Die Europaausgaben der türkischen Tageszeitungen berichten erneut über die Visaentscheidung des Europäischen Gerichtshofs. Außerdem wird die Sonderschulproblematik von Migrantenkindern, rückläufige Einbürgerungszahlen in Berlin oder der Türkei-Besuch der Staatsministerin Maria Böhmer thematisiert.

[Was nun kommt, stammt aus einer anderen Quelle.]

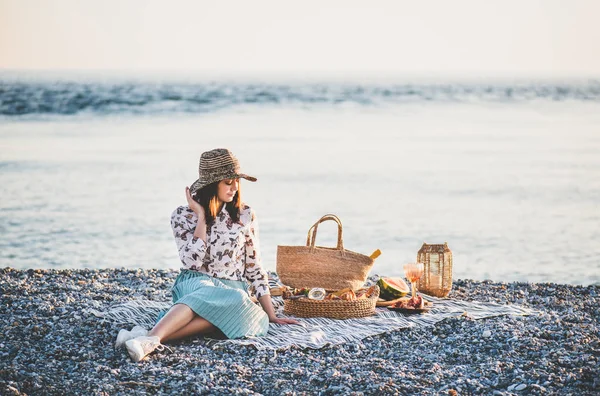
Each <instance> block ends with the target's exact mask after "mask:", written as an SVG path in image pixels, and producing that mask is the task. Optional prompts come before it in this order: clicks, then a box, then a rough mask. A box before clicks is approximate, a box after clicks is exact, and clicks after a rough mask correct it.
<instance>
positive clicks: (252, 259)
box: [245, 211, 271, 298]
mask: <svg viewBox="0 0 600 396" xmlns="http://www.w3.org/2000/svg"><path fill="white" fill-rule="evenodd" d="M245 237H246V263H245V275H246V279H248V281H249V282H250V283H251V284H252V286H254V290H255V292H256V298H260V297H262V296H265V295H270V294H271V293H270V291H269V278H268V276H267V273H266V272H265V270H264V269H263V268H262V266H261V260H260V248H259V238H258V222H257V220H256V214H255V213H254V211H252V212H251V221H250V225H249V227H248V228H247V229H246V234H245Z"/></svg>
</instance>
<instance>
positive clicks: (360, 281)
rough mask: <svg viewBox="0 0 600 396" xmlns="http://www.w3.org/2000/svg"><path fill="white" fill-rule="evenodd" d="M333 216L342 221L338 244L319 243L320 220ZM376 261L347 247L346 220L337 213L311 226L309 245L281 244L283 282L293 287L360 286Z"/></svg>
mask: <svg viewBox="0 0 600 396" xmlns="http://www.w3.org/2000/svg"><path fill="white" fill-rule="evenodd" d="M329 220H331V221H335V222H336V223H337V225H338V238H337V246H336V247H335V248H332V247H321V246H315V242H316V239H317V230H318V228H319V224H321V223H322V222H324V221H329ZM373 261H374V260H373V259H372V258H371V257H369V256H366V255H364V254H360V253H356V252H352V251H350V250H347V249H344V241H343V236H342V222H341V221H340V219H339V218H338V217H337V216H336V215H333V214H326V215H324V216H323V217H321V219H319V221H317V222H316V223H315V224H313V225H312V227H310V229H309V230H308V235H307V238H306V246H281V245H279V246H277V265H276V267H277V268H276V271H277V274H278V275H279V279H280V280H281V282H282V283H283V284H284V285H286V286H290V287H295V288H303V287H310V288H312V287H322V288H323V289H326V290H341V289H345V288H351V289H352V290H357V289H360V288H361V287H362V286H363V285H364V283H365V281H366V280H367V275H368V274H369V271H370V270H371V267H372V266H373Z"/></svg>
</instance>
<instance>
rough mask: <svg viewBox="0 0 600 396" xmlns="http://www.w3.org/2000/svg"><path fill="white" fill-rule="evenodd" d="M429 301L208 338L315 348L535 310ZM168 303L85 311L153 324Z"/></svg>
mask: <svg viewBox="0 0 600 396" xmlns="http://www.w3.org/2000/svg"><path fill="white" fill-rule="evenodd" d="M378 278H379V277H378V276H377V275H374V276H372V277H370V278H369V279H368V280H367V282H366V283H365V286H370V285H372V284H374V283H375V282H376V281H377V279H378ZM269 283H270V285H271V287H276V286H278V285H279V278H278V277H277V274H275V273H270V274H269ZM423 295H424V297H425V299H426V300H429V301H432V302H433V307H432V309H431V310H430V311H428V312H427V313H426V314H416V315H404V314H402V313H399V312H395V311H390V310H388V309H387V308H377V310H376V314H375V315H373V316H370V317H366V318H355V319H346V320H339V319H328V318H297V319H298V321H299V322H300V325H277V324H273V323H271V324H270V325H269V331H268V333H267V335H266V336H263V337H252V338H243V339H234V340H229V339H225V340H221V339H211V340H209V342H210V343H214V344H218V343H231V344H238V345H252V346H254V347H256V348H257V349H286V348H289V347H293V346H296V347H300V348H313V349H319V348H322V347H324V346H327V345H337V344H343V343H346V342H357V341H360V340H362V339H364V338H366V337H370V336H374V335H377V334H381V333H387V332H390V331H394V330H398V329H402V328H410V327H415V326H431V325H434V324H435V323H437V322H439V321H441V320H444V319H446V318H450V317H456V316H460V315H468V317H470V318H471V319H483V318H490V317H494V316H502V315H530V314H532V313H534V312H535V311H533V310H531V309H528V308H525V307H521V306H518V305H502V304H497V303H492V302H473V301H460V300H455V299H452V298H436V297H433V296H427V295H425V294H423ZM272 300H273V305H274V307H275V310H276V312H277V313H278V315H281V316H284V315H283V300H282V299H281V297H273V298H272ZM170 306H171V302H168V301H151V300H143V299H136V300H132V301H129V302H126V303H121V304H118V305H115V306H111V307H108V308H107V309H106V310H95V309H90V310H88V313H90V314H92V315H95V316H97V317H99V318H101V319H102V320H108V321H111V322H114V323H115V324H116V325H120V326H133V325H139V326H143V327H145V328H147V329H149V328H151V327H152V326H154V324H155V323H156V319H157V318H158V315H159V314H160V313H161V312H163V311H164V310H165V309H168V308H169V307H170Z"/></svg>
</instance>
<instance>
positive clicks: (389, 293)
mask: <svg viewBox="0 0 600 396" xmlns="http://www.w3.org/2000/svg"><path fill="white" fill-rule="evenodd" d="M377 285H378V286H379V289H380V294H379V297H380V298H383V299H384V300H395V299H396V298H400V297H404V296H406V295H407V294H408V293H409V292H410V288H409V287H408V285H407V284H406V282H404V279H402V278H379V280H378V281H377Z"/></svg>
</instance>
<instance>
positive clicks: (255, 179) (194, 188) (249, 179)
mask: <svg viewBox="0 0 600 396" xmlns="http://www.w3.org/2000/svg"><path fill="white" fill-rule="evenodd" d="M225 179H246V180H248V181H251V182H255V181H256V180H258V179H257V178H256V177H254V176H250V175H246V174H244V173H237V174H235V175H231V176H228V177H222V178H219V179H216V180H200V179H198V180H196V181H195V182H193V183H192V185H191V186H190V194H194V193H196V192H197V191H198V190H200V189H201V188H203V187H206V186H208V185H209V184H211V183H214V182H217V181H221V180H225Z"/></svg>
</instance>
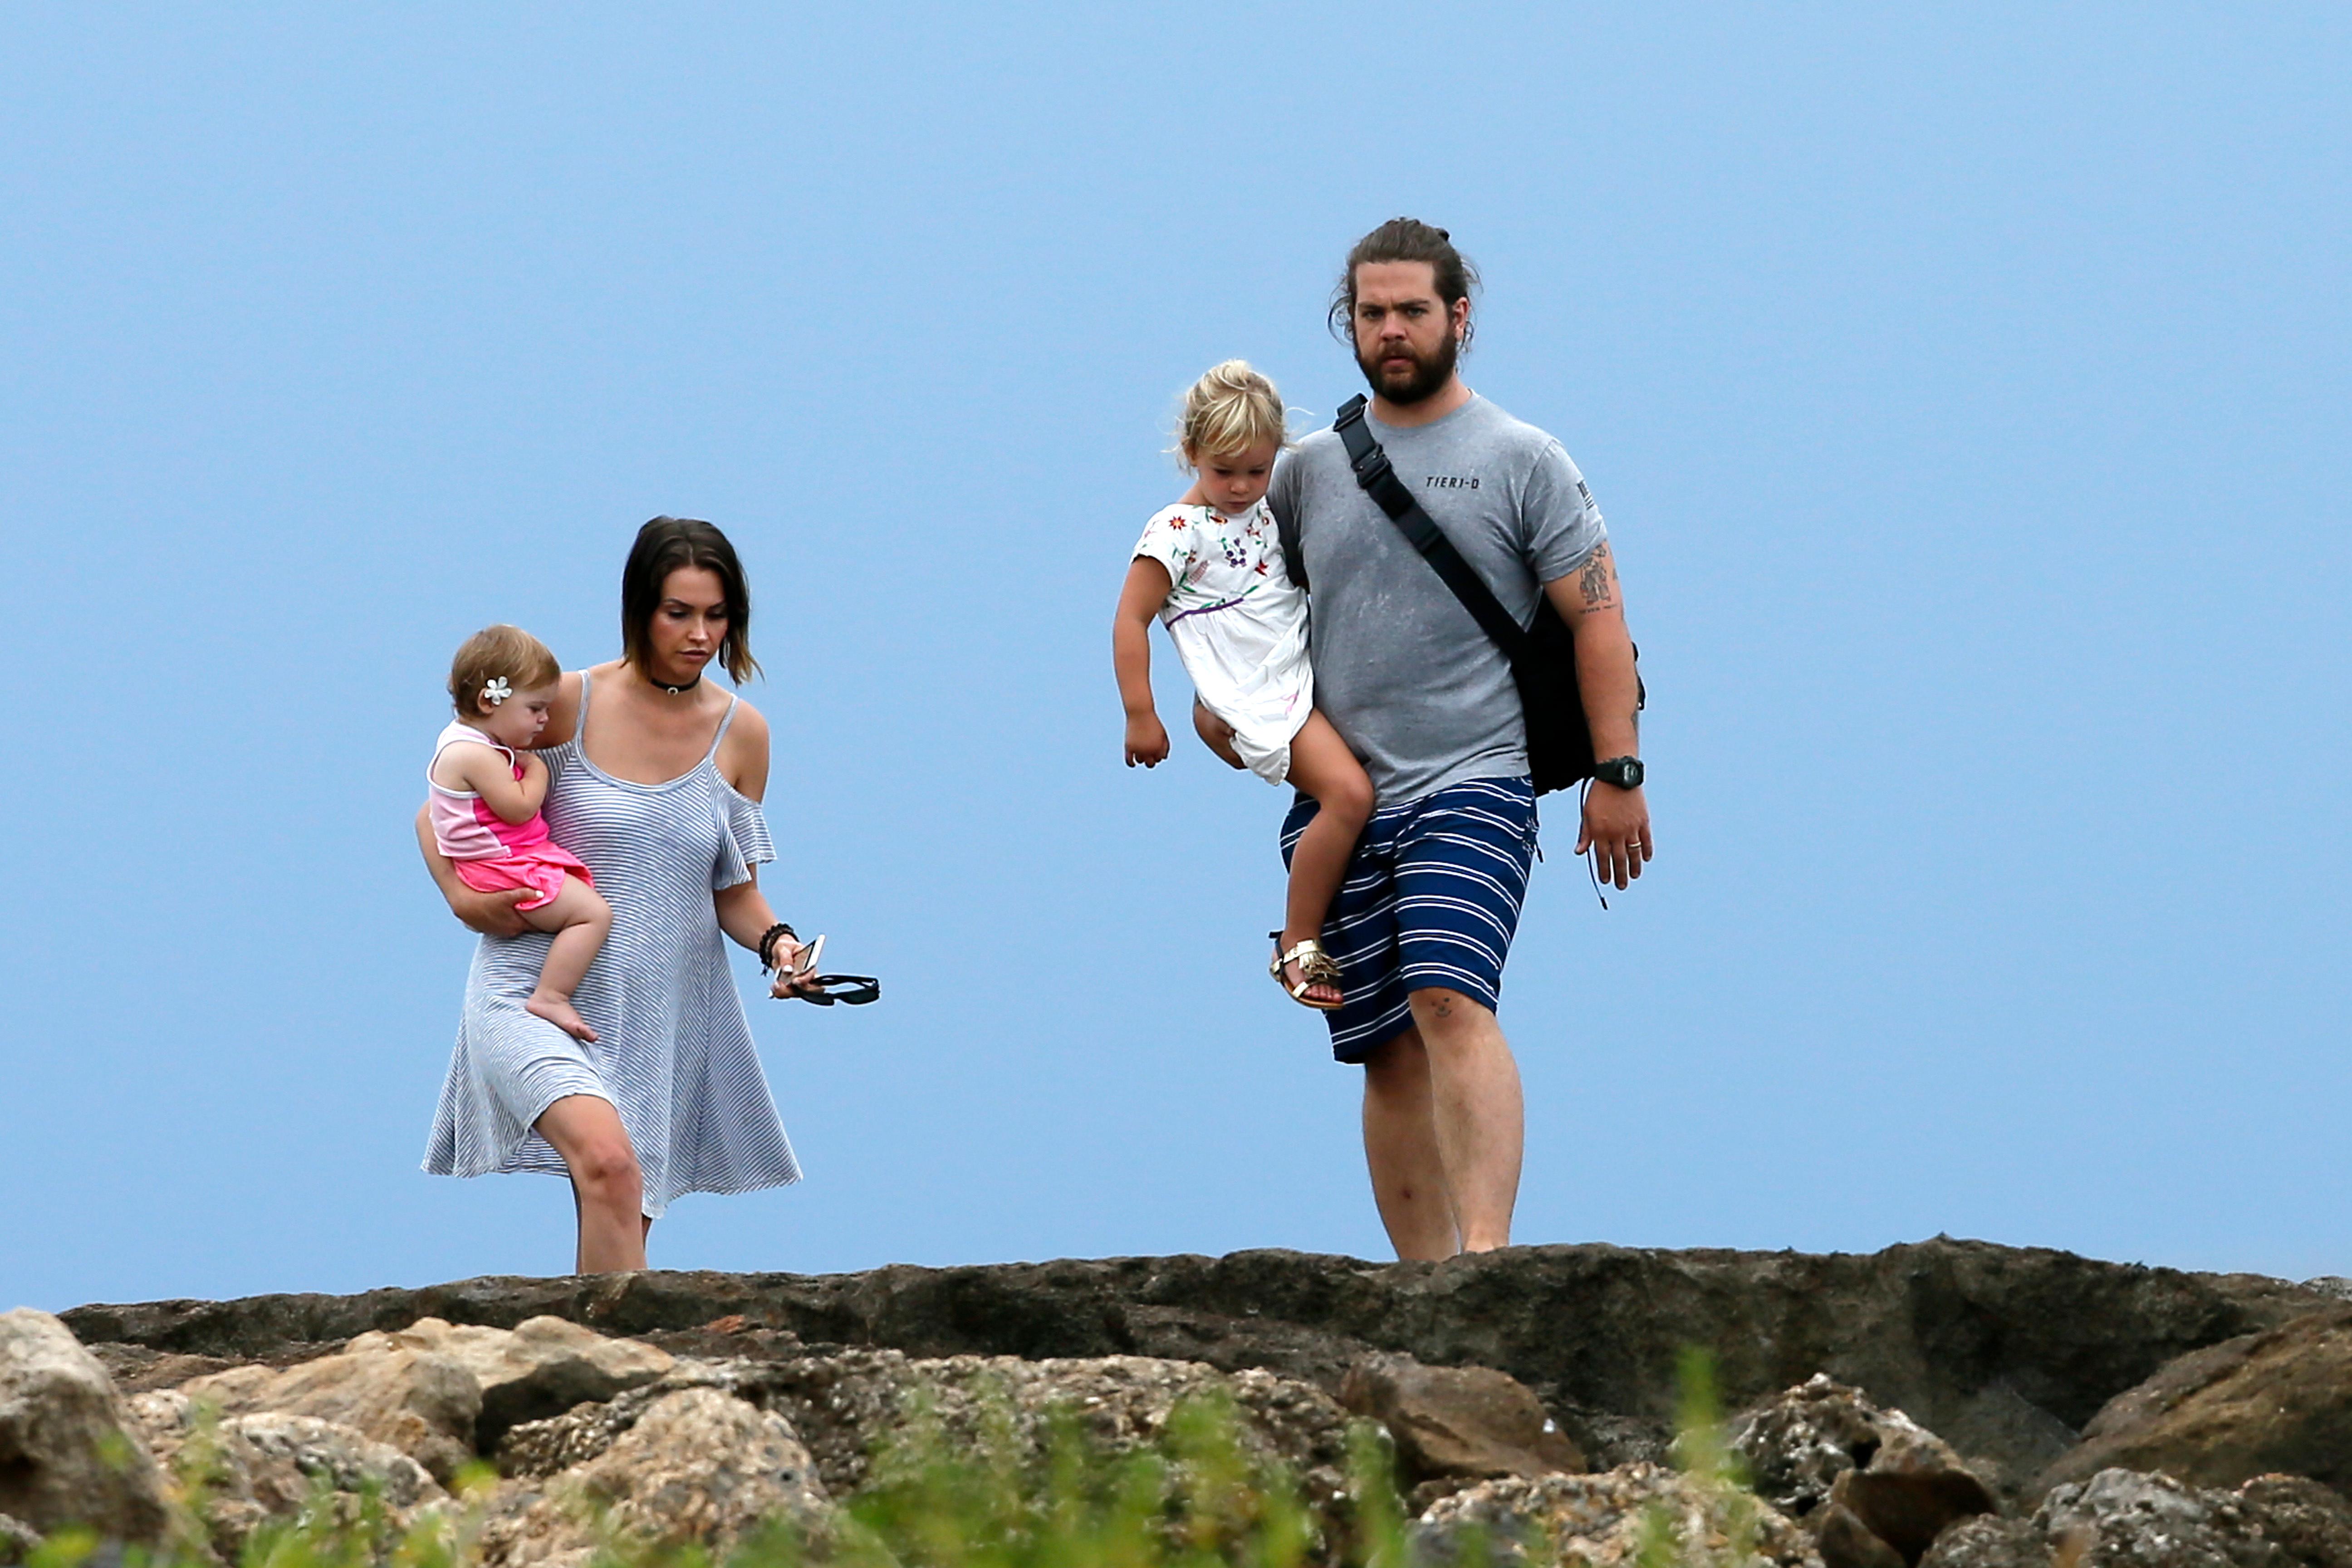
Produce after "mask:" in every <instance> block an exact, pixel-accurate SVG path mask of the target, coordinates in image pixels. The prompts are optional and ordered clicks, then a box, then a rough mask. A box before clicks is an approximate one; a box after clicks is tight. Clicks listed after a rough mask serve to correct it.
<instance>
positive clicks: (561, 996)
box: [522, 877, 612, 1044]
mask: <svg viewBox="0 0 2352 1568" xmlns="http://www.w3.org/2000/svg"><path fill="white" fill-rule="evenodd" d="M522 919H527V922H532V926H534V929H536V931H553V933H555V940H553V943H548V961H546V964H541V966H539V990H534V992H532V999H529V1001H524V1004H522V1006H524V1009H527V1011H532V1013H536V1016H539V1018H546V1020H548V1023H553V1025H555V1027H557V1030H562V1032H564V1034H569V1037H572V1039H583V1041H588V1044H595V1030H590V1027H588V1020H583V1018H581V1016H579V1011H576V1009H574V1006H572V990H574V987H576V985H579V983H581V976H586V973H588V966H590V964H595V954H597V952H602V947H604V936H607V933H609V931H612V905H609V903H604V896H602V893H597V891H595V889H593V886H588V884H586V882H581V879H579V877H564V891H562V893H557V896H555V903H543V905H539V907H536V910H524V912H522Z"/></svg>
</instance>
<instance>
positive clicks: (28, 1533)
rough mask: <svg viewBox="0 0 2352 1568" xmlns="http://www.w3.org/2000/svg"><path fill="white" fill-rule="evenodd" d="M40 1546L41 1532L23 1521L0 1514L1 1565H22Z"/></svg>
mask: <svg viewBox="0 0 2352 1568" xmlns="http://www.w3.org/2000/svg"><path fill="white" fill-rule="evenodd" d="M38 1544H40V1530H35V1528H33V1526H28V1523H26V1521H21V1519H14V1516H9V1514H0V1563H21V1561H24V1559H26V1554H28V1552H33V1547H38Z"/></svg>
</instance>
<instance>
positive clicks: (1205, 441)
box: [1176, 360, 1291, 463]
mask: <svg viewBox="0 0 2352 1568" xmlns="http://www.w3.org/2000/svg"><path fill="white" fill-rule="evenodd" d="M1258 442H1272V444H1275V447H1277V449H1279V447H1289V444H1291V433H1289V421H1287V414H1284V409H1282V393H1277V390H1275V383H1272V381H1268V378H1265V374H1263V371H1258V369H1251V364H1249V360H1225V362H1223V364H1214V367H1209V374H1207V376H1202V378H1200V381H1195V383H1192V390H1188V393H1185V395H1183V418H1181V421H1178V423H1176V449H1178V451H1181V454H1183V461H1185V463H1195V461H1197V458H1204V456H1221V458H1223V456H1237V454H1242V451H1249V449H1251V447H1256V444H1258Z"/></svg>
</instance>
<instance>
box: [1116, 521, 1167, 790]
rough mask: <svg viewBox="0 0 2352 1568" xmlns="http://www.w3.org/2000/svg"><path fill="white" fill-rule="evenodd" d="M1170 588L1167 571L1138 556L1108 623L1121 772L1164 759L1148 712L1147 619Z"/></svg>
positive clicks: (1148, 669) (1163, 737) (1153, 725)
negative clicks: (1122, 753)
mask: <svg viewBox="0 0 2352 1568" xmlns="http://www.w3.org/2000/svg"><path fill="white" fill-rule="evenodd" d="M1174 585H1176V583H1174V581H1171V578H1169V569H1167V567H1162V564H1160V562H1155V559H1148V557H1143V555H1138V557H1136V559H1134V562H1131V564H1129V567H1127V583H1124V585H1122V588H1120V614H1117V618H1115V621H1112V623H1110V670H1112V675H1117V679H1120V705H1122V708H1127V766H1136V764H1138V762H1141V764H1143V766H1148V769H1150V766H1160V764H1162V762H1167V755H1169V733H1167V729H1164V726H1162V724H1160V712H1157V710H1155V708H1152V616H1157V614H1160V607H1162V604H1167V599H1169V590H1171V588H1174Z"/></svg>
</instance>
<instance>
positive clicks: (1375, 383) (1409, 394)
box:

Donnerstag, 02.04.2009, 16:51 Uhr|zuletzt aktualisiert: Sonntag, 22.08.2010, 16:20 Uhr Lesedauer: 3 Minuten  |   Drucken

Türkei prüft EuGH-Entscheidung zur Visafreiheit
Der türkische Chefunterhändler für die Beitrittsverhandlungen mit der Europäischen Union Egemen Bagis und der türkische Botschafter Ali Ahmet Acet haben voneinander unabhängig erklärt, dass sie die EuGH-Entscheidung zur Visafreiheit von türkischen Staatsbürgern derzeit überprüfen. Einem Bericht der SABAH zufolge habe Bagis gesagt, dass sie alles unternehmen werden, um die Rechte der Türkei und seiner Bürger zu schützen.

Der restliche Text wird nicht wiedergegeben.